Harvard annuncia strani cambiamenti nella cometa 3I/ATLAS
Stoccolma, 18 gennaio (Hibya) – L’astrofisico dell’Università di Harvard Avi Loeb ha annunciato sul suo blog la scoperta di una nuova anomalia nell’oggetto interstellare 3I/ATLAS, legata a cambiamenti nella nube di polvere e gas che lo circonda.
Secondo Loeb, gli scienziati sono rimasti sorpresi dall’assenza di particelle microscopiche di polvere che normalmente aumentano la luminosità blu attraverso la diffusione di Rayleigh. Tali particelle formano di solito una classica coda cometaria, assente invece in 3I/ATLAS.
Loeb ritiene che ciò possa indicare la presenza di una massa significativa di polvere con particelle più grandi rispetto a quelle delle comete tipiche, spiegandone il comportamento insolito.
Ha inoltre osservato cambiamenti nella luminosità dell’alone che circonda l’oggetto dopo il passaggio al perielio, con l’emissione di una luce diffusa dai toni blu-azzurri.

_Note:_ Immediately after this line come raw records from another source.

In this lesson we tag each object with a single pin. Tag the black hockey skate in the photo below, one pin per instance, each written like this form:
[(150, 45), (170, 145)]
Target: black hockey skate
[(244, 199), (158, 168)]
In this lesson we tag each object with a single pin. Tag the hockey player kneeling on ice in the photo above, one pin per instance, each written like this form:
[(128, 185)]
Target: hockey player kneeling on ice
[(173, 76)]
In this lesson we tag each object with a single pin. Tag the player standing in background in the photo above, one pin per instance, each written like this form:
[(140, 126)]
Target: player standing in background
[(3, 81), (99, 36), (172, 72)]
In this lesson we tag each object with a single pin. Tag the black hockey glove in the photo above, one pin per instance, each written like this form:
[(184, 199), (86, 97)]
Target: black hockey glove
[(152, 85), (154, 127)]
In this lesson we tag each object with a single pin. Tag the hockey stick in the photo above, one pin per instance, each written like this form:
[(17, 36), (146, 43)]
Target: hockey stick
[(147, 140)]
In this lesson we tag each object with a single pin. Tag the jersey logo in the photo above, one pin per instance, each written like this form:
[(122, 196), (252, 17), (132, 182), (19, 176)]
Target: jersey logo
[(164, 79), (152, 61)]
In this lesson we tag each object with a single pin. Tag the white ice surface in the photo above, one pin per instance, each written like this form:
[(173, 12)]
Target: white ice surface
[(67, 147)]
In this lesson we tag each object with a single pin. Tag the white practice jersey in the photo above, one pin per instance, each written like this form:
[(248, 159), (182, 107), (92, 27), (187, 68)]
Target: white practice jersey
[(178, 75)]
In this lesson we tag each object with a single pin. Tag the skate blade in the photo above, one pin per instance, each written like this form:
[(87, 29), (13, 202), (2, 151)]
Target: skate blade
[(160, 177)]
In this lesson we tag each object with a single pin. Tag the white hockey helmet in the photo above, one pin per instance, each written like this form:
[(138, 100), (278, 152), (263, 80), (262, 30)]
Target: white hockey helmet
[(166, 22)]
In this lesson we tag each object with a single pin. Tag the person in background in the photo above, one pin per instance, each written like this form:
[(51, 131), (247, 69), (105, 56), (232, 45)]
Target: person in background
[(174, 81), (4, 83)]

L’oggetto interstellare 3I/ATLAS è stato scoperto il 1° luglio ed è il terzo oggetto interstellare mai individuato, dopo ʻOumuamua nel 2017 e la cometa 2I/Borisov nel 2019.
Sebbene la maggior parte degli scienziati ritenga che si tratti di una cometa interstellare, Loeb suggerisce che l’oggetto potrebbe essere di origine artificiale e persino un gigantesco “veicolo alieno”.
Anomalie nella cometa 3I/ATLAS erano state osservate anche in precedenza.